Lettere in redazione

L’astensionismo non serve a niente

Caro Direttore,ci stiamo avvicinando al 13 e 14 aprile, date in cui saremo chiamati ad esprimere la nostra preferenza per il rinnovo del Parlamento; il sentimento comune più diffuso è quello di rigetto verso una politica incapace di rispondere alle esigenze primarie dei cittadini. Nonostante questo, come lei sottolineava un po’ di tempo fa, «l’antipolitica ha molte ragioni ma non ha ragione». Vorrei quindi esortare tutti coloro che si riconoscono nei valori cristiani a non disertare le urne: tanto più che, visti gli schieramenti di partenza, la situazione mi pare molto più chiara rispetto al recente passato, cioè è molto più facile individuare quelle forze che realmente si ispirano ai valori cristiani ed alla dottrina sociale della Chiesa. Walter CarnesecchiMassa Marittima (Gr)

La sfiducia crescente verso la politica, o meglio verso il ceto politico, è chiaramente percepibile in questa vigilia elettorale: infatti a tutt’oggi tre elettori su dieci sono incerti se andare a votare e soprattutto per chi votare. Questo diffuso stato d’animo, che non può non preoccupare, è certo determinato da quelli che vengono comunemente indicati come i «privilegi della casta», ma io sono d’accordo con lei, caro Carnesecchi, che il motivo principale di questa disaffezione è la «sperimentata incapacità della classe politica nel suo insieme a rispondere alle esigenze primarie dei cittadini» ossia a perseguire davvero il bene comune.
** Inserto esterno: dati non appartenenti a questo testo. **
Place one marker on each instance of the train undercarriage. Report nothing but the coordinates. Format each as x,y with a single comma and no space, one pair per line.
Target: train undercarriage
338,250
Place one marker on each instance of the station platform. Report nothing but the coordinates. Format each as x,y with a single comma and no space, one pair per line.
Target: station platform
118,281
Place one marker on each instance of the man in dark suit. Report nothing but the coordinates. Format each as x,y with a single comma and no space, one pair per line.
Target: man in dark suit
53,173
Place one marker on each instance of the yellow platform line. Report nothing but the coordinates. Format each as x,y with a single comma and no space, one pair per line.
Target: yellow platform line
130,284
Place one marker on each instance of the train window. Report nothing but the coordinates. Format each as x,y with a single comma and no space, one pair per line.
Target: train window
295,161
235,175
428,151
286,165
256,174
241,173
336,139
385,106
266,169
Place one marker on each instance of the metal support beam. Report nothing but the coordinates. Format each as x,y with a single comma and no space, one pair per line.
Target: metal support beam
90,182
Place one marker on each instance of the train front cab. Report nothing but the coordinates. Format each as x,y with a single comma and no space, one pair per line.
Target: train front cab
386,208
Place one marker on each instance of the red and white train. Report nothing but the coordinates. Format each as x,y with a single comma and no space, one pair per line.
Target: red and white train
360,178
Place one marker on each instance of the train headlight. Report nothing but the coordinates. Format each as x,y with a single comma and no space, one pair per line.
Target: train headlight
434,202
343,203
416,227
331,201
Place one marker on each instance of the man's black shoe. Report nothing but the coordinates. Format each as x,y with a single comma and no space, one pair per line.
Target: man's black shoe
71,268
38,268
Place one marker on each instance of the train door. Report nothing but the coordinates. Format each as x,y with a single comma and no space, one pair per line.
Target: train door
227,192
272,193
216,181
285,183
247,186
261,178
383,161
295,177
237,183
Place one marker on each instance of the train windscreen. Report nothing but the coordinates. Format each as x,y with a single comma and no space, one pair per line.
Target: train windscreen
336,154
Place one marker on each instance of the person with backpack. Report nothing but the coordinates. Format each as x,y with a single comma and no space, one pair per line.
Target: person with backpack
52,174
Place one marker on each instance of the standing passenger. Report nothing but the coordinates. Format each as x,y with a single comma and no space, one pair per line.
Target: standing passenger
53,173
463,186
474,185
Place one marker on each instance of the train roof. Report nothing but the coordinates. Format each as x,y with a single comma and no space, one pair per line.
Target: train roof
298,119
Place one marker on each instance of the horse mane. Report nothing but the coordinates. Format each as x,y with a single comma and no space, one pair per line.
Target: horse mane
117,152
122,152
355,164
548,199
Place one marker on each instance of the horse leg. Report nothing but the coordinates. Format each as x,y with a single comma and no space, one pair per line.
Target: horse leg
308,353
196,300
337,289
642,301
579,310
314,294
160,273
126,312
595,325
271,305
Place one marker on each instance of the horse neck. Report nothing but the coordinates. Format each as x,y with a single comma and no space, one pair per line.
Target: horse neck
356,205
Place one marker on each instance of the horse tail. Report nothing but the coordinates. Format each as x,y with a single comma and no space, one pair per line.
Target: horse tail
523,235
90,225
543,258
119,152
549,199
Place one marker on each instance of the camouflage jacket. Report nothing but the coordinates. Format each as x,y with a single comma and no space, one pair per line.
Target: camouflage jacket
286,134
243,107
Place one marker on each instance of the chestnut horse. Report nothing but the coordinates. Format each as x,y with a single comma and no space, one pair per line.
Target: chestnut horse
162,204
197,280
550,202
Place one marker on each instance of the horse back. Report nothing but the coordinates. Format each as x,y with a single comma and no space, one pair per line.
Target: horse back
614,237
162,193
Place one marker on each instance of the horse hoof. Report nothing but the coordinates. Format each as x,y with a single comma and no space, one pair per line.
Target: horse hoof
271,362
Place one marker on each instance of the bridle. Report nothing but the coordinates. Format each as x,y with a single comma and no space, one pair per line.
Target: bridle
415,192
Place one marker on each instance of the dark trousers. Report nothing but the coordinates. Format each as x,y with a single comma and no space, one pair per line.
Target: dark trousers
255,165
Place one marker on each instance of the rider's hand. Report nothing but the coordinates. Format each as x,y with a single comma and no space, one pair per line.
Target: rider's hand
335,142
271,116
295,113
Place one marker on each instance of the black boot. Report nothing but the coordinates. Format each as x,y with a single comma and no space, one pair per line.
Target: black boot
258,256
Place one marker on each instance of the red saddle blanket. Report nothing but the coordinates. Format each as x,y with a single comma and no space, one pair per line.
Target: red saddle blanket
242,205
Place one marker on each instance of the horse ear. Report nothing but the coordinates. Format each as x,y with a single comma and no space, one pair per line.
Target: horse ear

Ma proprio perché la sfiducia investe il personale politico gli elettori vorrebbero poterlo selezionare, anche all’interno della lista prescelta, attraverso il voto di preferenza, puntando sulle persone più che sui programmi, che spesso contengono promesse che difficilmente potranno essere mantenute.

Questo con l’attuale legge elettorale non è possibile e così si è costretti a votare l’intero pacchetto che le segreterie dei partiti – cioè un ristretto numero di persone – hanno confezionato. Eppure, nonostante tutto, credo che sia opportuno non disertare le urne, soprattutto perché per noi gente comune il voto è l’unico modo di incidere sulle future scelte politiche . E ogni voto è utile, anche quando si rivolge a formazioni che potrebbero non raggiungere la soglia di sbarramento: è infatti importante, a mio parere, far chiarezza, per esempio, su quanto sono radicate tra la gente le istanze fortemente anticlericali portate avanti dai socialisti di Boselli o quelle della lista Ferrara, che pone al centro la drammatica realtà dell’aborto e non solo in Italia.

L’appello ad andare a votare è però da lei soprattutto rivolto «a coloro che si riconoscono nei valori cristiani» perché «la situazione è più chiara rispetto al recente passato» ed è più facile «individuare quelle forze che si ispirano alla dottrina sociale della Chiesa». C’è qui un chiaro riferimento all’Unione di Centro, nata dalla confluenza elettorale del partito di Casini e del movimento «Una rosa per l’Italia» di Pezzotta e Tabacci. Su questa forza politica si è espressa «Famiglia Cristiana» con osservazioni in gran parte condivisibili. «Avremmo preferito – si afferma – un soggetto totalmente nuovo e non l’assemblaggio di due simboli, in modo da collocarsi definitivamente al di fuori delle ambiguità del passato». «Questo richiedeva però un coraggio, che non c’è stato, a cominciare dalla selezione dei candidati, che avrebbe dato a questo tentativo un profilo più alto e più credibile».

Resta comunque il fatto  – e questa parte dell’editoriale di «Famiglia Cristiana» è stata ignorata dalla maggior parte dei media – che l’Unione di Centro è «l’unica forza che afferma espressamente la sua ispirazione cristiana» e che «ora il Centro c’è e ridefinisce le posizioni politiche». E questo indubbiamente rappresenta per gli elettori, non solo cattolici, una possibilità di scelta in più.